Except for the front and back, there are only a few GDMA operations in the middle, significantly reducing the amount of data moved in and out.
TIU operation efficiency is relatively high, almost all computing power is effective
There is no gap between TIU operations (also because GDMA transmission time is relatively short)

In this case, the space for improvement is very limited and can only be optimized from network structure or other aspects.

The utilization rate of computing power is relatively low. This situation is mainly caused by the unfriendly network operator parameters with our TPU architecture. Our BM1684X has 64 lanes corresponding to the input IC, which means that the input IC is a multiple of 64 to fully utilize the Conv atomic operation of the TIU. But from the parameters in the figure, it can be seen that the input channel of the network Conv is 3, resulting in only 3/64 of the effective calculation.

When encountering unfriendly parameters, there are the following solutions:

Make full use of LOCAL MEM to increase Slice and reduce the number of instructions;
Utilize some transformations, such as data permutation, to fully utilize TPU. In fact, for the case where the input channel of the first layer is 3, we have introduced a 3IC technology to solve the problem of low computational efficiency;
Modify the original code and adjust the relevant calculations.

In practice, we have also encountered many unavoidable inefficiencies, which can only be solved by improving the TPU architecture or instructions as we gradually deepen our understanding of TPU computing.

##6 summary

This article demonstrates the complete process of profiling TPU and introduces how to use the visualization chart of the profile to analyze the running process and problems in TPU.

The Profile tool is a necessary tool for us to develop AI compilers.
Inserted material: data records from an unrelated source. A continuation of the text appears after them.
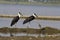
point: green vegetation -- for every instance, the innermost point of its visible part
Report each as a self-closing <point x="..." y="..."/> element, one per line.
<point x="29" y="30"/>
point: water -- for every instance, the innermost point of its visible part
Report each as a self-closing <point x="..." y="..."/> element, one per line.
<point x="18" y="34"/>
<point x="13" y="9"/>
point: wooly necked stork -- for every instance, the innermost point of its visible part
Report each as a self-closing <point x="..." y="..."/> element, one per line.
<point x="30" y="18"/>
<point x="15" y="19"/>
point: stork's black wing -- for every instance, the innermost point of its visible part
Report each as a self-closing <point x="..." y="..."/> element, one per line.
<point x="15" y="20"/>
<point x="28" y="19"/>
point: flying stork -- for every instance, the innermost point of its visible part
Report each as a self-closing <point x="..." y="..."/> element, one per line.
<point x="30" y="18"/>
<point x="15" y="19"/>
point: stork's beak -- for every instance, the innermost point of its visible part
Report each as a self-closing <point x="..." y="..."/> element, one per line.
<point x="35" y="14"/>
<point x="20" y="13"/>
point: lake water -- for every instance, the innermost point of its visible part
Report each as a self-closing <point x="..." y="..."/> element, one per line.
<point x="42" y="10"/>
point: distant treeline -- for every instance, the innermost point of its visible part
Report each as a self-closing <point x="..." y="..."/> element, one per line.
<point x="33" y="0"/>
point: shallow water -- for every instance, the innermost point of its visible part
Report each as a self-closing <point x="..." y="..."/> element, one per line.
<point x="13" y="9"/>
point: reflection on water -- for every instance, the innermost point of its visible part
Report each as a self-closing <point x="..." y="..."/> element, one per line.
<point x="18" y="34"/>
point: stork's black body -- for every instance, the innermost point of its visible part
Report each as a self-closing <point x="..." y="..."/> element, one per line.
<point x="28" y="19"/>
<point x="15" y="20"/>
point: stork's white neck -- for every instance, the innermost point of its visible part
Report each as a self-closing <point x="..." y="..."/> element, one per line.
<point x="19" y="15"/>
<point x="34" y="15"/>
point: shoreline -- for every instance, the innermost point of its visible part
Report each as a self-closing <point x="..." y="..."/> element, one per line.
<point x="30" y="3"/>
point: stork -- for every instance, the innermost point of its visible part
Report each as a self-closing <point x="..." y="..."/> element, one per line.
<point x="30" y="18"/>
<point x="15" y="19"/>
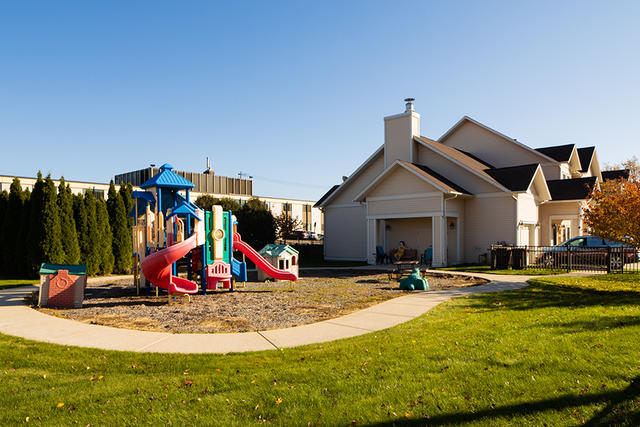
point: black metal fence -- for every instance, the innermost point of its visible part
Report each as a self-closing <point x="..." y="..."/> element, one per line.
<point x="612" y="259"/>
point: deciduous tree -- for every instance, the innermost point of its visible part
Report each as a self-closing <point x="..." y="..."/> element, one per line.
<point x="614" y="211"/>
<point x="256" y="223"/>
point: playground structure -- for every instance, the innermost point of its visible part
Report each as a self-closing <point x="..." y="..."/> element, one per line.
<point x="168" y="227"/>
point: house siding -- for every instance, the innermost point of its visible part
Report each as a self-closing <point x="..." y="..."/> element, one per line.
<point x="345" y="233"/>
<point x="556" y="210"/>
<point x="426" y="205"/>
<point x="488" y="220"/>
<point x="401" y="181"/>
<point x="358" y="184"/>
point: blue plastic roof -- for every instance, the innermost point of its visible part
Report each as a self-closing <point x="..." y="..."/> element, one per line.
<point x="184" y="209"/>
<point x="167" y="179"/>
<point x="146" y="195"/>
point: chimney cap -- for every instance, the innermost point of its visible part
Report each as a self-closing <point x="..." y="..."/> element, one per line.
<point x="409" y="104"/>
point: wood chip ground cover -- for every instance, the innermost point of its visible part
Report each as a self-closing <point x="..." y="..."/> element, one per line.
<point x="316" y="296"/>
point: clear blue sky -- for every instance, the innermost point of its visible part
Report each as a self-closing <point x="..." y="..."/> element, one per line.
<point x="294" y="93"/>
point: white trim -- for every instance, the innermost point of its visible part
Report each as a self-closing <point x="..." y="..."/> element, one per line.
<point x="463" y="166"/>
<point x="544" y="180"/>
<point x="354" y="174"/>
<point x="385" y="172"/>
<point x="402" y="196"/>
<point x="413" y="215"/>
<point x="345" y="259"/>
<point x="491" y="195"/>
<point x="345" y="205"/>
<point x="500" y="134"/>
<point x="555" y="202"/>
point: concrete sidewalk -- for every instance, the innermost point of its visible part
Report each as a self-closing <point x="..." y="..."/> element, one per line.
<point x="20" y="320"/>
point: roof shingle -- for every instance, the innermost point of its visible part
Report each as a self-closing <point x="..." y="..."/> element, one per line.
<point x="561" y="153"/>
<point x="571" y="189"/>
<point x="515" y="178"/>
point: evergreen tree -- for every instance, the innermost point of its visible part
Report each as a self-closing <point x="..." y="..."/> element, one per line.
<point x="82" y="227"/>
<point x="21" y="246"/>
<point x="68" y="233"/>
<point x="34" y="231"/>
<point x="120" y="232"/>
<point x="91" y="238"/>
<point x="51" y="243"/>
<point x="11" y="228"/>
<point x="105" y="239"/>
<point x="4" y="202"/>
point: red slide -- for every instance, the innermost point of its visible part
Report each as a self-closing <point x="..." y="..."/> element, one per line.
<point x="157" y="268"/>
<point x="260" y="262"/>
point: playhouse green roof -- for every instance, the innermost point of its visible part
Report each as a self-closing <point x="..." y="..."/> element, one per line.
<point x="167" y="179"/>
<point x="274" y="250"/>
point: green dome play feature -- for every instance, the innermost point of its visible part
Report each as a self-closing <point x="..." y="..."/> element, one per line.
<point x="414" y="282"/>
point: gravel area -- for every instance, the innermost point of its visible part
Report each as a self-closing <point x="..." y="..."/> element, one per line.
<point x="316" y="296"/>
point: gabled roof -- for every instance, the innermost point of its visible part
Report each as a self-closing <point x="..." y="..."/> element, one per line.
<point x="571" y="189"/>
<point x="468" y="119"/>
<point x="167" y="179"/>
<point x="515" y="178"/>
<point x="561" y="153"/>
<point x="616" y="174"/>
<point x="422" y="172"/>
<point x="346" y="183"/>
<point x="325" y="195"/>
<point x="475" y="166"/>
<point x="474" y="157"/>
<point x="436" y="177"/>
<point x="586" y="155"/>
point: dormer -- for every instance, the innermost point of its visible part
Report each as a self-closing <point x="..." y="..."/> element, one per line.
<point x="568" y="165"/>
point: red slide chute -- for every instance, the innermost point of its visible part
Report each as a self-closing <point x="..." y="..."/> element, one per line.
<point x="157" y="268"/>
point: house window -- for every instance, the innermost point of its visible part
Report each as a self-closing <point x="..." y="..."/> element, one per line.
<point x="287" y="208"/>
<point x="306" y="217"/>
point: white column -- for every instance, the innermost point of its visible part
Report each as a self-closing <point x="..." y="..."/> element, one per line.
<point x="371" y="241"/>
<point x="439" y="236"/>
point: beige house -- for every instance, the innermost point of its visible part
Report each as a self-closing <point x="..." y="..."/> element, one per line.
<point x="472" y="187"/>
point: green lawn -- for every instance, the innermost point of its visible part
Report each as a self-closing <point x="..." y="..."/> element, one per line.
<point x="12" y="283"/>
<point x="487" y="269"/>
<point x="563" y="351"/>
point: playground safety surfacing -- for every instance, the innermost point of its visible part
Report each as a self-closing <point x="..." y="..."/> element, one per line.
<point x="18" y="319"/>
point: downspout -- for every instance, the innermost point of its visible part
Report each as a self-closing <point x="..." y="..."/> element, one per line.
<point x="444" y="232"/>
<point x="517" y="219"/>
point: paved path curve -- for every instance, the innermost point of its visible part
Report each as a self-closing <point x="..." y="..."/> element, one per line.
<point x="20" y="320"/>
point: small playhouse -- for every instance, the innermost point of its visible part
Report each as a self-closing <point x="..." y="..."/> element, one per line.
<point x="282" y="257"/>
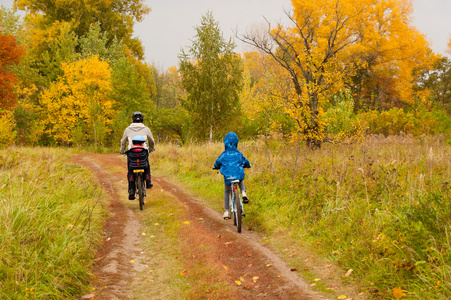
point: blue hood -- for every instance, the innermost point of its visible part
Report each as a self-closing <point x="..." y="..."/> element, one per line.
<point x="231" y="141"/>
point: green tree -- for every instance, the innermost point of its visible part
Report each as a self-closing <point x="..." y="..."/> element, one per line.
<point x="212" y="77"/>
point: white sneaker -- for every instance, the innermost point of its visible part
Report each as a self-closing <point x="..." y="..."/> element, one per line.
<point x="244" y="196"/>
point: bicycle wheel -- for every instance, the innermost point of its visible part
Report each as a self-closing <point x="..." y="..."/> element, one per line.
<point x="141" y="188"/>
<point x="237" y="215"/>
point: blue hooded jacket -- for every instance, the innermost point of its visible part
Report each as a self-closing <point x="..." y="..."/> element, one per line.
<point x="231" y="162"/>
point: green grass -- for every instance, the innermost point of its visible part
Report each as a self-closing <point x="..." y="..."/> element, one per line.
<point x="50" y="224"/>
<point x="380" y="207"/>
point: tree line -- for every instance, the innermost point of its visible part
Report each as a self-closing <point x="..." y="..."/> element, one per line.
<point x="73" y="73"/>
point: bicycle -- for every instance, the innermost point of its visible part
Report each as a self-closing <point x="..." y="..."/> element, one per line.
<point x="137" y="159"/>
<point x="236" y="205"/>
<point x="140" y="186"/>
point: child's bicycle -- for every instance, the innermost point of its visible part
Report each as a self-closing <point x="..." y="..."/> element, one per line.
<point x="236" y="205"/>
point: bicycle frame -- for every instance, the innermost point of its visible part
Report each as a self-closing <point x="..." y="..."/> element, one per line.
<point x="235" y="203"/>
<point x="140" y="186"/>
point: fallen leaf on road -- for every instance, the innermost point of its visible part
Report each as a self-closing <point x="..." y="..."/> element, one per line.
<point x="398" y="293"/>
<point x="184" y="272"/>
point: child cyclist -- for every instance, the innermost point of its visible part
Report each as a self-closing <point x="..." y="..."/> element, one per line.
<point x="231" y="163"/>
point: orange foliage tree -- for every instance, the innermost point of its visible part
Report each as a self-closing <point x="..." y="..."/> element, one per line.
<point x="10" y="54"/>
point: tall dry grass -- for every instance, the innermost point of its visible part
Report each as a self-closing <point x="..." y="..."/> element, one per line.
<point x="50" y="225"/>
<point x="380" y="207"/>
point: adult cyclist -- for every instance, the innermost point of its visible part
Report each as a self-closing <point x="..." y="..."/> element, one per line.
<point x="137" y="128"/>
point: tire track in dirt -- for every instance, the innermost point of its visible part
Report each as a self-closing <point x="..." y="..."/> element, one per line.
<point x="241" y="253"/>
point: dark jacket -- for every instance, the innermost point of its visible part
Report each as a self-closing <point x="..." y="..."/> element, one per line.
<point x="231" y="162"/>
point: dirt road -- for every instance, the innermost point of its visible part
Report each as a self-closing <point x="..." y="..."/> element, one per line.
<point x="237" y="255"/>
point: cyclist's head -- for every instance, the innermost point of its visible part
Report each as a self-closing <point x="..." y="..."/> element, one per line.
<point x="138" y="140"/>
<point x="231" y="141"/>
<point x="137" y="117"/>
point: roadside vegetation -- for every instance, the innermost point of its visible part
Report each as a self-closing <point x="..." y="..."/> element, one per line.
<point x="378" y="208"/>
<point x="50" y="224"/>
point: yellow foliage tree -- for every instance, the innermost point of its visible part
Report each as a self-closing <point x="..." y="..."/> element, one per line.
<point x="76" y="107"/>
<point x="7" y="128"/>
<point x="327" y="43"/>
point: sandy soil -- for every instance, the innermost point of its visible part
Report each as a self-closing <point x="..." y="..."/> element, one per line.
<point x="123" y="239"/>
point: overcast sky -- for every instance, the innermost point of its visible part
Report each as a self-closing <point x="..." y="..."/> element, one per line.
<point x="170" y="25"/>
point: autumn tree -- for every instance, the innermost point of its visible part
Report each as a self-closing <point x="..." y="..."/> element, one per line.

We not only need to analyze and think about optimization methods and methods in theory, but also need to observe the bottlenecks in the calculation process from the perspective of what happened inside the processor, providing in-depth information for software and hardware design and evolution. In addition, the Profile tool also provides a debugging way for us, allowing us to visually detect errors, such as memory overlapping, synchronization errors, and other issues.

In addition, the display function of TPU Profile is continuously improving, and any valuable feedback is welcomed.